The Monetary Policy Council has decided today to keep interest rates unchanged (the NBP reference rate is 6.75%). The decision of the MPC was consistent with our forecast and market consensus. It did not come as a surprise either in light of statements by the NBP governor and some MPC members who had signalled their reluctance to tighten monetary policy, despite stubbornly high inflation.

The MPC expects inflation to fall as supply shocks expire and economic activity weakens

In the press release after its meeting, the Council highlighted the decline in inflation in March, but they noted again that what keeps pushing inflation up is the "pass-through effect of the significant cost increases on consumer goods prices, associated with the earlier strong rise in global commodity prices and disruptions in global supply chains’. However, it was stressed that, for several months now, commodity prices have been declining and so has the price growth rate of industrial output sold, which, combined with the weakening economic activity, ‘will (...) make the domestic price growth of consumer goods slow in the following quarters’. As in March, the Council considered that ‘due to the magnitude and persistence of the impact of the current shocks, which are beyond the influence of domestic monetary policy, the return of inflation to the NBP's inflation target will be gradual’. The MPC once again declared that their ‘further decisions would depend on incoming information regarding perspectives for inflation and economic activity’.

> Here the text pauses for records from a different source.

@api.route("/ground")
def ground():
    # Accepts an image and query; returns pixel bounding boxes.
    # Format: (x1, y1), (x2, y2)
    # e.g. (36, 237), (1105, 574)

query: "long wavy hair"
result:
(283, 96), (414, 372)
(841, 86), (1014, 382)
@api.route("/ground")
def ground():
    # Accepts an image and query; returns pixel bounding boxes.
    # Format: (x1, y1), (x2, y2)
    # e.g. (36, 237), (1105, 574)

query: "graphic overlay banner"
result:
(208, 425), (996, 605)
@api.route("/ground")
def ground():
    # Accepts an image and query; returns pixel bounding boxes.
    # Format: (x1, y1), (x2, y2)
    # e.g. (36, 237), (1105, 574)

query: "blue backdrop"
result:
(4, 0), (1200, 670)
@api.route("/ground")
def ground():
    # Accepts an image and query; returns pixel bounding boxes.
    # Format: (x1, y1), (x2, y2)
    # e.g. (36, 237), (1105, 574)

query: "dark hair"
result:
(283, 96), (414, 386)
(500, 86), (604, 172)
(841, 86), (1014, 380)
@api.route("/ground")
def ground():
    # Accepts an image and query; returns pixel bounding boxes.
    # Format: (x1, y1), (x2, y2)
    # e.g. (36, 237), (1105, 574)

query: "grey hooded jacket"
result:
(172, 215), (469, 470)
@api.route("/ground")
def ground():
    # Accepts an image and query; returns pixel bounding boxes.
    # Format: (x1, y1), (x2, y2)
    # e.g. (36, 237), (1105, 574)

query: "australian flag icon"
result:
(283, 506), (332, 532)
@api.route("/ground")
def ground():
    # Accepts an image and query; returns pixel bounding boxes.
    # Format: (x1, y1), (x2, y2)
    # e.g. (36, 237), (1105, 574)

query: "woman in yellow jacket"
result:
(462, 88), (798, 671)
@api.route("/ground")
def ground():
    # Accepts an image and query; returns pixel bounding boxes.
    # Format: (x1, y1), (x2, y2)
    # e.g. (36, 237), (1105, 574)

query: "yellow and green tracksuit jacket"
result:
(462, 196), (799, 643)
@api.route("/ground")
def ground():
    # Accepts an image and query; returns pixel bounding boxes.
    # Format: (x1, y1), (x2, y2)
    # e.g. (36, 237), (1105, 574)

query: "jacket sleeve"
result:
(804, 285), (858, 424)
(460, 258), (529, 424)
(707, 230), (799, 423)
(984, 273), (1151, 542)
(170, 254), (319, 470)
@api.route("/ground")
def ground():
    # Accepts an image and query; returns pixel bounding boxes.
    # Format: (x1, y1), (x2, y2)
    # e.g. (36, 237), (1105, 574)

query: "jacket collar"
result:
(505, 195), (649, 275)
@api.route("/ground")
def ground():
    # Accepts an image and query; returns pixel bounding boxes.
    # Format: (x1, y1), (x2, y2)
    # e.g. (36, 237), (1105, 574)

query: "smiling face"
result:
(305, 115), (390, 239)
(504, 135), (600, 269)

The Council accepts prolonged higher inflation

The Council maintained its earlier assessment that ‘the previously strong tightening of the NBP's monetary policy will lead to a decline in inflation in Poland towards the NBP's inflation target’. However, taking into account the results of the March NBP projection indicating a prolonged persistence of inflation significantly above the NBP target and going well beyond the monetary policy impact horizon (see MACROpulse of 08/03/2023), this signals that high inflation is still of secondary importance for the Council and the main objective of monetary policy is to prevent an excessive slowdown in economic growth in the coming quarters. We maintain our assessment that the likelihood of the Council returning to interest rate hikes in the coming months remains low. We continue to believe that the end of the rate hike cycle – signalled by the Council and reflected in the change in tone of the press release after the meeting and the NBP governor’s statements – may occur as early as Q2 2023 and will be determined by the rate of inflation decline in the next two months.

Interest rates unchanged until the end of 2023

We maintain our forecast that NBP interest rates will remain unchanged until the end of 2023. This is consistent with our scenario that inflation reached its local maximum in February 2023 and will follow a mild downward trend in the following months to reach 7.0% YoY in December 2023 (see MACROmap of 20/03/2023). Tomorrow’s press conference of the NBP governor will tell us more about the short-term outlook for interest rates.

In our opinion, the press release following today’s meeting of the Council is neutral for the PLN and for the yields on bonds.